Medieval: “To pronounce in three syllables as ‘medd-eval’ or ‘mee-deeval’ in an infallible sign of fundamental illiteracy.”8

Prepositions: you can use them at the end of a sentence. As Amis notes, “The power of saying…People worth talking to instead of People with whom it is worth while to talk is not one to be lightly surrendered.”9

Shall/Will: Shall denotes futurity; will denotes intention.10

-t: Do not pronounce the “t” in words like “often” and “postpone.” As Amis notes, “But some good people, afraid they may be suspected of not knowing how to spell, say the ‘t.”11


“In his heart, and however he may vote, no Englishman readily allows linguistic equality to an American.”12

“Thus Wordsworth, in the Immortality Ode at least, was some kind of deist; the Archbishop of Canterbury is presumably a theist, or is paid to be.”13


I do have one minor criticism. Amis occasionally critiques a certain usage without telling the reader what the correct usage is, often when it is not self-evident.


1. Amis, 7.
2. Ibid, 14.
3. Ibid, 22.
4. Ibid, 36.
5. Ibid, 95.
6. Ibid, 158.
7. Ibid, 98.
8. Ibid, 132.
9. Ibid, 166.
10. Ibid, 204.
11. Ibid, 172.
12. Ibid, 9.
13. Ibid, 42.


Staff member
Medieval: “To pronounce in three syllables as ‘medd-eval’ or ‘mee-deeval’ in an infallible sign of fundamental illiteracy.”
Painful to be called out. I looked it up in my 1928 Webster’s and it showed four syllables.

I wonder how he pronounces “Worcestershire”.

Charles Johnson

Puritan Board Sophomore
I'm not going to pronounce often as offen. Offen has a separate meaning on my side of the Atlantic, and that is in phrases like "Dave can't come to the phone right now, he's offen the garage".


Puritan Board Junior

This seems very evident to me now, but I was well into my adult years before I even considered, via Dr. Scott Clark, actually, that my usage was wrong.
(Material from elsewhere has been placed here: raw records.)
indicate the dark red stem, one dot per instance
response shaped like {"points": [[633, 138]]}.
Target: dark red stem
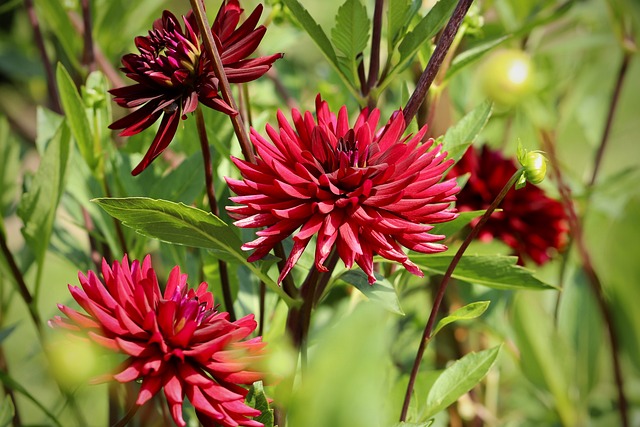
{"points": [[430, 72], [426, 336], [213, 206]]}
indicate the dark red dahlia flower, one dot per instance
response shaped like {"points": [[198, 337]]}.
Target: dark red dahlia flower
{"points": [[177, 341], [531, 223], [360, 190], [173, 72]]}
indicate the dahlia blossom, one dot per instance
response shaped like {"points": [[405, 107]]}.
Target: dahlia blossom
{"points": [[173, 72], [531, 223], [360, 190], [177, 340]]}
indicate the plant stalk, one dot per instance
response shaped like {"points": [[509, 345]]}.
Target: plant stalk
{"points": [[426, 336], [439, 54], [213, 206]]}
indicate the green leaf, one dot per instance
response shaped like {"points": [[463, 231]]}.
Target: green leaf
{"points": [[381, 292], [399, 15], [471, 55], [320, 38], [351, 33], [74, 110], [499, 272], [313, 29], [54, 15], [469, 311], [258, 400], [460, 136], [451, 227], [38, 205], [423, 31], [9, 167], [458, 379], [7, 411], [11, 383], [183, 225]]}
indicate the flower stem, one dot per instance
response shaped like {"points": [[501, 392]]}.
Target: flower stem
{"points": [[624, 66], [426, 336], [575, 225], [430, 72], [51, 81], [238, 125], [213, 206], [227, 95]]}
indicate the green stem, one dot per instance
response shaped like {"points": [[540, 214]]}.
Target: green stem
{"points": [[426, 336]]}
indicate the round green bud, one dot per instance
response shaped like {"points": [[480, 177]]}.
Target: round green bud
{"points": [[535, 166], [506, 76]]}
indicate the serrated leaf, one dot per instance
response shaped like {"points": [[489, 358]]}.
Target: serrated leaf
{"points": [[183, 225], [258, 400], [469, 56], [6, 331], [498, 272], [423, 31], [460, 136], [399, 15], [467, 312], [37, 207], [449, 228], [458, 379], [74, 109], [382, 291], [351, 32], [12, 384]]}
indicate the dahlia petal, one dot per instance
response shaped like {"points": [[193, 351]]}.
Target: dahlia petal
{"points": [[165, 134]]}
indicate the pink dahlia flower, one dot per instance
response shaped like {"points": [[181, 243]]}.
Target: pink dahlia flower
{"points": [[532, 224], [178, 341], [173, 72], [361, 190]]}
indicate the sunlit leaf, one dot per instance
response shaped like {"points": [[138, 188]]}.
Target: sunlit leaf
{"points": [[460, 136], [184, 225], [499, 272], [38, 205], [458, 379], [382, 291], [467, 312]]}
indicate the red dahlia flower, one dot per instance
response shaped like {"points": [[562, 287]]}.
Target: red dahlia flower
{"points": [[361, 190], [177, 341], [173, 72], [530, 222]]}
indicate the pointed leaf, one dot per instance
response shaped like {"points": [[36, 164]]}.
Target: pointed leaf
{"points": [[423, 31], [183, 225], [451, 227], [458, 379], [74, 110], [258, 400], [459, 137], [351, 33], [499, 272], [12, 384], [37, 207], [381, 292], [467, 312]]}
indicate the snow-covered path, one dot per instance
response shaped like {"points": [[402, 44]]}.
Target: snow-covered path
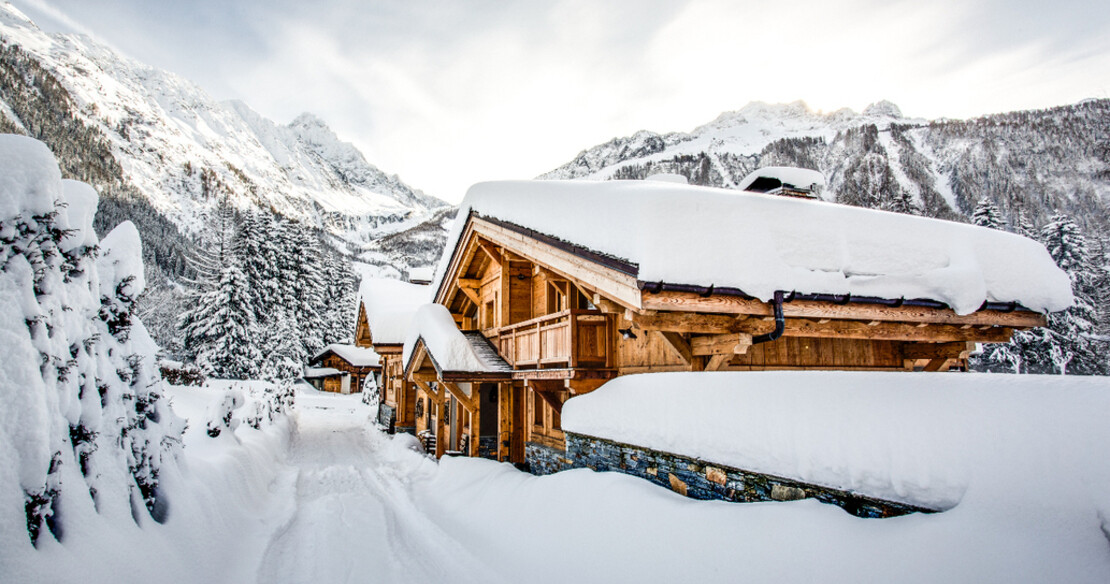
{"points": [[352, 517]]}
Shall/Will: Shall denotes futurity; will denotes intention.

I'm not sure it's quite a clear cut as that, at least in actual useage.

-t: Do not pronounce the “t” in words like “often” and “postpone.”

General. Stop! I think I see where we are getting confused. When you said “orphan”, did you mean “orphan” – a person who has lost his parents, or “often”, frequently?
King. Ah! I beg pardon – I see what you mean – frequently.
General. Ah! you said "often", frequently.
King. No, only once.
General. (irritated) Exactly – you said “often”, frequently, only once.


Puritan Board Freshman
Based on his views about using the word “hopefully”, I’m inclined to take his advice with a large pinch of salt. I think it’s very comely and proper to speak about things in a hopeful way, without presuming on their certainty in providence.

Jack K

Puritan Board Doctor
Yes, modern usage of "hopefully" does not make sense if you stop to map it out linguistically. But usage is usage, and only a persnickety person would object to it these days. Still, Kingsley Amis remains an excellent guide to good writing.

reformed grit

Puritan Board Freshman
Screeching eels are a myth from that Dark Ages movie about "to blave", referencing a time prior to popular usage of the electric light bulb.

Verily, there was also in those days of yore, a mist covering the land, rendering foggy - elements of critical language theory. Some there are who say it (the 'mist') was due to Vulcanism, but others attribute it to aspects of Earth's own heightened volcanic activity. This is akin to what can be supposed from modern use of leaded gasoline, where human foggyness and violence is said to have increased due to the content of lead added to our breathable air.

These need not be attributed to a display of God's just wrath, though strong cases may be proffered regarding thus, especially as peculiar to enmity between parties involved.

Nevertheless, the stylistic impact of old wives is most hopefully to be preferred to that of an overabundance of foreign wives on the order of 700 or beyond. Thereto, ask for the old paths of the old wives, where is the good way, and walk ye therein; whether there be a serving of tea or no.